AoPS - Problem

Source: Olympic Revenge 2021 #2

Tags: combinatorics, Process

jpedrorvc1

11.11.2021 21:02

Evan is a $n$-dimensional being that lives in a house formed by the points of $\mathbb{Z}_{\geq 0}^n$. His room is the set of points in which coordinates are all less than or equal to $2021$. Evan's room has been infested with bees, so he decides to flush them out through $\textit{captures}$. A $\textit{capture}$ can be performed by eliminating a bee from point $ (a_1, a_2, \ldots, a_n) $ and replacing it with $ n $ bees, one in each of the points: $$ (a_1 + 1, a_2 , \ldots, a_n), (a_1, a_2 + 1, \ldots, a_n), \ldots, (a_1, a_2, \ldots, a_n + 1) $$However, two bees can never occupy the same point in the house.

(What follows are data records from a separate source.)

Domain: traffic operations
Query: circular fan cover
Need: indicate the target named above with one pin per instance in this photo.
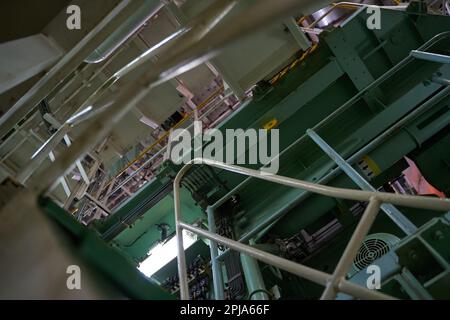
(373, 248)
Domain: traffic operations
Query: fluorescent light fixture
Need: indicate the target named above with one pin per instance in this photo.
(162, 254)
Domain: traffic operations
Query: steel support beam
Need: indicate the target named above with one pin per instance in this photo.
(68, 64)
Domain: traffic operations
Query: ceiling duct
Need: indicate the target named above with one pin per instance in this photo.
(148, 9)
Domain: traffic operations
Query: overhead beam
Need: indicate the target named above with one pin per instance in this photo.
(68, 64)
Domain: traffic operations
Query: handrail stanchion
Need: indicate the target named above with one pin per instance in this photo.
(334, 283)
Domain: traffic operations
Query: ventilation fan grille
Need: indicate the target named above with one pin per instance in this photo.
(373, 248)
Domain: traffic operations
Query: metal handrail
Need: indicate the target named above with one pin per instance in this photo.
(334, 283)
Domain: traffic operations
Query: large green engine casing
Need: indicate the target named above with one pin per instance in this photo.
(348, 59)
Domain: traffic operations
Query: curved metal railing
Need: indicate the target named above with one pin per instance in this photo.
(334, 283)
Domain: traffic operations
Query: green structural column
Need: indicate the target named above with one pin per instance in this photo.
(253, 278)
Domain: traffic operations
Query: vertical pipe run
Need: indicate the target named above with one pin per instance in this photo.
(182, 268)
(215, 264)
(253, 278)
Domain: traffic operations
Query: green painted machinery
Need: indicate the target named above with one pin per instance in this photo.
(323, 86)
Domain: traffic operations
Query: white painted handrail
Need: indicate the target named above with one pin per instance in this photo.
(333, 283)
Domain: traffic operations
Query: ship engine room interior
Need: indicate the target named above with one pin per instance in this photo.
(224, 150)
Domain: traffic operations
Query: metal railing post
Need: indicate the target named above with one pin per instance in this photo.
(333, 283)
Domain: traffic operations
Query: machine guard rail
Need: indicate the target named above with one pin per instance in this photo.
(334, 283)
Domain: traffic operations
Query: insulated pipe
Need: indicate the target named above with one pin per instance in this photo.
(253, 278)
(203, 41)
(67, 65)
(148, 9)
(215, 264)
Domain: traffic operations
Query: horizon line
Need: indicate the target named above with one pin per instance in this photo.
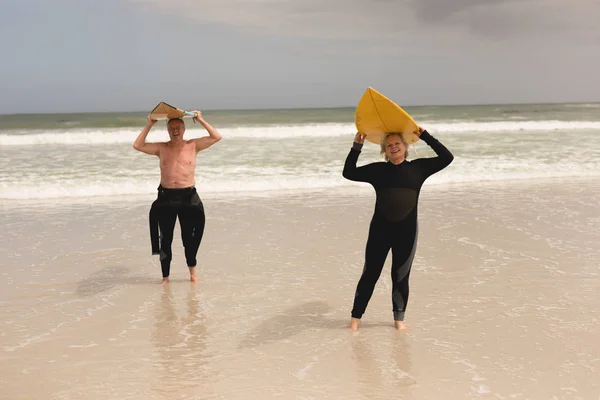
(314, 108)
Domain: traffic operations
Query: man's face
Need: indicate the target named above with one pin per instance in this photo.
(176, 129)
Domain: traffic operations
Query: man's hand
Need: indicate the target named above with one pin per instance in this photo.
(151, 121)
(197, 115)
(359, 138)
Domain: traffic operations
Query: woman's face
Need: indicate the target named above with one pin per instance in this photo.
(394, 149)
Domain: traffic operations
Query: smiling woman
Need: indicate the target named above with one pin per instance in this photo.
(397, 184)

Determine, for every $ n $, the greatest value $ A (n) $ of bees such that, for some initial arrangement of these bees in Evan's room, he is able to accomplish his goal with a finite amount of $\textit{captures}$.

Xrider100

12.11.2021 17:53

Give weight $1/n^S$ to the point $(a_1, a_2, ..., a_n)$, where $\Sigma a_i = S$. It is easy to see that the total weight of the points with bees is invariant under "captures". The total weight of all the points in Evan's room is $(\frac{n^{2022}-1}{(n-1)(n^{2021})})^n$, and the total weight of the points in the whole plane is $(\frac{n}{n-1})^n=(\frac{n^{2022}}{(n-1)(n^{2021})})^n$, thus the total weight of the points outside Evan's room is the difference of the two. Then, just find the largest number of bees you can accommodate in Evan's room, and do this by taking the smallest weights first (near the "vertex" of the n-dimensional house). I'm lazy to do the calculation, do this yourself.

cadaeibf

12.11.2021 19:33

I also thought of that, but this only gives you a upper bound. How do you garantee it to work? For example, consider also the fact that if the bees all lie on $\mathbb{Z}_{>0}^n$ (not $\mathbb{Z}_{\geq 0}^n$) they can never reach a point with a zero coordinate, and so you can't achieve the entire sum of numbers associated to the points outside.

bruckner

13.11.2021 01:42

Firstly, for $n=1$, the answer is clearly $2022$. Now we prove a very powerful lemma: Lemma: For $n \geq 2$, the answer cannot be more than $2$. Proof of Lemma: Let $P$ be the point whose all coordinates are $2021$ (the "corner" of Bob's room), ans $\mathbb{T}$ be the set of points of Bob's house with all coordinates at least $2021$. Whenever the number of bees in his room decreases, it's because he has just operated in $P$ (else, at least one of the new bees would still be inside the room). Now consider the function $f(x_1+2021, \dots, x_n+2021)=n^{-(x_1+ \cdots x_n)}$. There is a simple invariant under the capture operation given by $\sum_{p \text{ has a bee}} f(p)$. Now, let $N$ be the number of times we operated on $P$. Since $N < \sum_{Q \in \mathbb{T}, Q \neq P} Q = (1+n^{-1}+n^{-2}+ \cdots)^n-1=\left( \frac{n}{n-1} \right)^n-1 \leq 3, N \leq 2$, as wanted. $\square$ For $n=2$, the answer is indeed $2$. (I do not have the patience to write the complete steps here, but bees on $(2021,2022),(2022,2022)$ can be fastly removed by a greedy algorithm). $A(3)=1$ can be done by hand: Define $(2022,2021,2021)=Q_1, (2021,2022,2022)=R_1$ (and $Q_2,Q_3,R_2,R_3$ symmetrically). Define $(2022,2022,2022)=S$ too. If we operate in $P$ twice, then we have to operate $Q_i$ at least one time for each $i$ (to give space to the second capture in $P$). But, since operating in $Q_1$ and $Q_2$, for example, generates two new bees for $R_3$, it's easy to see that the $R_i$ must also be operated each one at least once. Finally, since all captures in the $R_i$'s generate bees in $S$, we must operate in $S$ at least two times. But repeating this argument show that all points of the form $(M,M,M)$ for $M>2021$ must be operated, contradicting the finitude of the process. Now, for $n>3$, we prove two bees cannot be removed. For this, suppose they actually could be removed. Then, consider three positions between $1$ and $n$ such that the projection of these bees on such positions gives two distinct three dimensional points. Therefore, being able to remove them in $n$ dimensions implies being able to remove them in $3$ dimensions, which we already proved is impossible.